Het is ook waar dat de zedelijke invloed des Bijbels algemeen goed is geweest. Zij die zorgvuldig zijne bladzijden bestudeeren, worden steeds tot een reiner leven verhoogd. Andere geschriften over godsdienst en de verschillende wetenschappen, hebben veel nut gesticht, en het menschdom eenigzins veredeld en gezegend; maar aIle andere boeken te samen hebben den zegen, de vreugde en den vrede aan het zuchtend schepsel niet kunnen geven, die de Bijbel aan armen en rijken, geleerden en ongeleerden gebracht heeft.De Bijbel is geen boek om enkel gelezen te worden; het moet met zorg en verstand bestudeerd worden, want Gods gedachten zijn hooger dan onze gedachten en zijne wegen dan onze wegen. En indien wij het plan en de gedachten van den oneindigen God willen begrijpen, moeten wij al onze krachten tot dat belangrijk werk inspannen. De rijkste schatten der waarheid liggen niet altijd aan de oppervlakte.

Overal in dit boek wordt er steeds gewezen op en gesproken over eenen in 't oogvalenden persoon, Jezus van Nazareth, die, naar gezegd wordt, de zoon van God was. Van het begin tot het einde wordt Zijn naam, Zijn ambt en Zijn werk voorop gezet. Dat er een mensch, genaamd Jezus van Nazareth, geleefd heeft, en van eenige beteekenis was, omstreeks den tijd door de Bijbelschrijvers aangeduid, is een feit dat door de geschiedenis, buiten den Bijbel, verschillend, en ten volle gestaafd wordt. Dat deze Jezus gekruisigd werd, omdat hij den Joden en hunnen priesteren een ergernis was, is mede een feit door de geschiedenis vastgezet buiten de getuigenis der schrijvers van het Nieuwe Testament om. De schrijvers van het Nieuwe Testament, (behalve Paulus en Lukas) waren de discipelen van, en persoonlijk met Jezus, wiens leeringen hunne schriften vooropstellen.

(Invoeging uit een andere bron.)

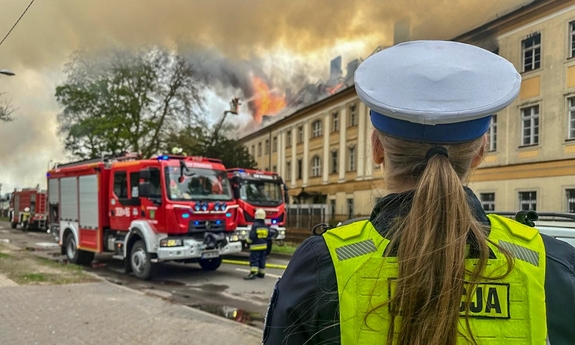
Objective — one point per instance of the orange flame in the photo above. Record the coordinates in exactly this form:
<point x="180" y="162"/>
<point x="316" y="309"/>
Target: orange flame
<point x="266" y="102"/>
<point x="332" y="90"/>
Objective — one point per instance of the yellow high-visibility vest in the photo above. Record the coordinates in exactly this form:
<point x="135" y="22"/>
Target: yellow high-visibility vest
<point x="504" y="311"/>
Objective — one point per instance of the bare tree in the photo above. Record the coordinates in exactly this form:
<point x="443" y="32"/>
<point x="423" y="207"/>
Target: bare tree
<point x="6" y="110"/>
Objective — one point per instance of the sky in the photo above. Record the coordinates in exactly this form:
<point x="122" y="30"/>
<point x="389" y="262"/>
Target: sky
<point x="288" y="43"/>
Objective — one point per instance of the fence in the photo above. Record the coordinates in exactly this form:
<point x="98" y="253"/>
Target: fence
<point x="301" y="218"/>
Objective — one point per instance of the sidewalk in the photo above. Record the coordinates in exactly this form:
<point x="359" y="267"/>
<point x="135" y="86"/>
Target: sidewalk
<point x="105" y="313"/>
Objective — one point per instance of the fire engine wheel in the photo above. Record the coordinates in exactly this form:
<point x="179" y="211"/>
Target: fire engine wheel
<point x="74" y="255"/>
<point x="210" y="264"/>
<point x="140" y="261"/>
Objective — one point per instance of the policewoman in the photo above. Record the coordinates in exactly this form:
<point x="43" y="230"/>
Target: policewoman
<point x="429" y="266"/>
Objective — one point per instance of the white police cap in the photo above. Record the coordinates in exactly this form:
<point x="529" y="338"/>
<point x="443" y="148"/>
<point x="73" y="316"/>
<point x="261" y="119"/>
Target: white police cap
<point x="435" y="91"/>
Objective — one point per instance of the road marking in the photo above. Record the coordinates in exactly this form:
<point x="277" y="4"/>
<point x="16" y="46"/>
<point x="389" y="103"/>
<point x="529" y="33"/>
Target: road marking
<point x="267" y="274"/>
<point x="247" y="263"/>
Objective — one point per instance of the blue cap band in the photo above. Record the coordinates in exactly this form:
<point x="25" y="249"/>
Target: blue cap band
<point x="449" y="133"/>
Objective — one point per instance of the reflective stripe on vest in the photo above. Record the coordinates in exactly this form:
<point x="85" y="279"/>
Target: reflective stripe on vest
<point x="504" y="311"/>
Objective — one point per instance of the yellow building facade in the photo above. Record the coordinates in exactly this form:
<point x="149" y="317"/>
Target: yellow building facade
<point x="323" y="151"/>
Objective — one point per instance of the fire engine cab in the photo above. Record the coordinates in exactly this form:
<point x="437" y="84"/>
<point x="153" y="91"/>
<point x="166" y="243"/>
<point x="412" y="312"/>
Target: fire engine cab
<point x="166" y="208"/>
<point x="35" y="200"/>
<point x="255" y="189"/>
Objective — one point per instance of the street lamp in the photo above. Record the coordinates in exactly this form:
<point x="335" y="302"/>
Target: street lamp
<point x="7" y="72"/>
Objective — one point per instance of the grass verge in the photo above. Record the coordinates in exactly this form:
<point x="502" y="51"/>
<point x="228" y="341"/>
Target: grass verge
<point x="27" y="269"/>
<point x="286" y="248"/>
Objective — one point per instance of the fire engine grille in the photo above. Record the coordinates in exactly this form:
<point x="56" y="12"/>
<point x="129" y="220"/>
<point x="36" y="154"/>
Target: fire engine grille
<point x="207" y="225"/>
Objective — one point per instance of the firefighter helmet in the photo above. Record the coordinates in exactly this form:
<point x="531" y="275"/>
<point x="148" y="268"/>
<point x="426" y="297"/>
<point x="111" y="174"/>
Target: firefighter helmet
<point x="260" y="213"/>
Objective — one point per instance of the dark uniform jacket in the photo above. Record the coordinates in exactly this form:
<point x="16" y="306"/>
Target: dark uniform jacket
<point x="304" y="306"/>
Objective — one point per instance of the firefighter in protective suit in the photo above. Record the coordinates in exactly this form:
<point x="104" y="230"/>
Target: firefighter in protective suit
<point x="258" y="239"/>
<point x="26" y="218"/>
<point x="429" y="266"/>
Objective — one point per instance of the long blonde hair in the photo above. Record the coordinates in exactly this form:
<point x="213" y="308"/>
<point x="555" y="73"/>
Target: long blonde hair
<point x="431" y="241"/>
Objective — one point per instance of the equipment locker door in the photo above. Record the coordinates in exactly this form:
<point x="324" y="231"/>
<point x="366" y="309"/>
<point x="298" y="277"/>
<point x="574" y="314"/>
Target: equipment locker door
<point x="120" y="204"/>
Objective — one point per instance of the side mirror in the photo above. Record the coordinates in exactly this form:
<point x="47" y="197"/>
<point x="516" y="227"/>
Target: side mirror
<point x="145" y="175"/>
<point x="144" y="190"/>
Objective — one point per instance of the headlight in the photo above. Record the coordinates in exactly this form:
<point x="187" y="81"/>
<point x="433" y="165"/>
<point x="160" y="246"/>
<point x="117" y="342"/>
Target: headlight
<point x="171" y="242"/>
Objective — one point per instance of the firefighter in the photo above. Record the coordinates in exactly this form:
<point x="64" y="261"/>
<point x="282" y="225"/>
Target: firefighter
<point x="429" y="266"/>
<point x="260" y="235"/>
<point x="26" y="218"/>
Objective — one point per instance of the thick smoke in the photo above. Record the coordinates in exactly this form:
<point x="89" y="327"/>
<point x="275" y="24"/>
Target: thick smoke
<point x="289" y="44"/>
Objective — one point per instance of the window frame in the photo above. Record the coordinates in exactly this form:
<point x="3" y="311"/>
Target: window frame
<point x="534" y="124"/>
<point x="570" y="118"/>
<point x="570" y="200"/>
<point x="316" y="166"/>
<point x="316" y="129"/>
<point x="351" y="152"/>
<point x="530" y="201"/>
<point x="487" y="203"/>
<point x="535" y="50"/>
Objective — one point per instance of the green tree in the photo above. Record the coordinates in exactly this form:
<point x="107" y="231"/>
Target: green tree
<point x="127" y="100"/>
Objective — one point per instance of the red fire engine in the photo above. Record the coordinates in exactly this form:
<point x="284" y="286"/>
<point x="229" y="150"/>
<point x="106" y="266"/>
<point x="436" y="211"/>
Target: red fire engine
<point x="255" y="189"/>
<point x="167" y="208"/>
<point x="35" y="200"/>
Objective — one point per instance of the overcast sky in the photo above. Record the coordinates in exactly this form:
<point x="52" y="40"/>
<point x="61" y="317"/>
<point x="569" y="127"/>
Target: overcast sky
<point x="288" y="41"/>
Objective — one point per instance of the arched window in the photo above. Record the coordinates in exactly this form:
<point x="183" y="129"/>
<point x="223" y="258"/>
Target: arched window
<point x="315" y="166"/>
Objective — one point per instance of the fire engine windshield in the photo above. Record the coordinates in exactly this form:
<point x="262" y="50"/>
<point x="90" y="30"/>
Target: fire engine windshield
<point x="263" y="193"/>
<point x="198" y="184"/>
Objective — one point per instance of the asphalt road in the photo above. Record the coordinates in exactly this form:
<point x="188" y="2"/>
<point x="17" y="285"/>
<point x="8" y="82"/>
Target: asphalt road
<point x="223" y="292"/>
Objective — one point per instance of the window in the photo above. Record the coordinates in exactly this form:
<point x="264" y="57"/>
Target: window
<point x="531" y="52"/>
<point x="288" y="171"/>
<point x="493" y="133"/>
<point x="121" y="185"/>
<point x="315" y="166"/>
<point x="528" y="201"/>
<point x="334" y="162"/>
<point x="134" y="182"/>
<point x="335" y="122"/>
<point x="350" y="211"/>
<point x="571" y="117"/>
<point x="352" y="115"/>
<point x="572" y="39"/>
<point x="570" y="193"/>
<point x="316" y="129"/>
<point x="530" y="125"/>
<point x="351" y="152"/>
<point x="487" y="201"/>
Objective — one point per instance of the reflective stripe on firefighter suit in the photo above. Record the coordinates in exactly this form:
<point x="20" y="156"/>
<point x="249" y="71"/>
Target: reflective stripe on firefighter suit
<point x="258" y="240"/>
<point x="511" y="310"/>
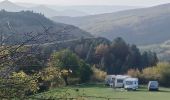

Het bestaan van eenig boek, duidt een doel aan van de zijde des schrijvers. Wij vragen daarom, welk doel heeft deze menschen bezield om de zaak van dezen persoon aan te hangen? Hij was ter dood veroordeeld, en als een boosdoener gekruisigd, door de Joden; zelfs de meest godsdienstigen onder hen stemden hierin toe, en eischten zijnen dood, hem als onwaardig om te leven, beschouwende.

En door zijne zaak aan te hangen en zijne leeringen te verbreiden, hebben deze menschen verachting, ontberingen en bittere vervolgingen getrotseerd, ook hun leven in de waagschaal gesteld, en in sommige gevallen zelfs den marteldood verduurd. Toegegeven, dat Jezus gedurende zijn leven een merkwaardig mensch was, beide wat zijn wandel en zijn onderricht betrof, welk doel kon iemand hebben met zijne zaak aan te hangen na zijnen dood? te meer toen zijn dood zoo onteerend was? En als wij ons verbeelden dat deze schrijvers hunne verhalen verzonnen hebben, en dat Jezus hun denkbeeldige held was, --hoe bespottelijk zoude het zijn, te denken dat verstandige menschen na beweerd te hebben dat hij de Zoon Gods was, dat hij op een bovennatuurlijke wijze ontvangen was, waardoor hij melaatschen genas, aan blindgeborenen het gezicht weder gaf, de dooven hooren deed, en zelfs de dooden opwekte: -- hoe allerbespotterlijkst te denken, dat zij de geschiedenis van zulk een karakter zouden besluiten met te verklaren dat eene kleine bendeo zijner vijanden hem als een boosdoener ter dood bracht, terwijl al zijne vrienden en discipelen, waaronder ook de schrijvers hem verlieten, en in het uiterste oogenblik van hem vloden?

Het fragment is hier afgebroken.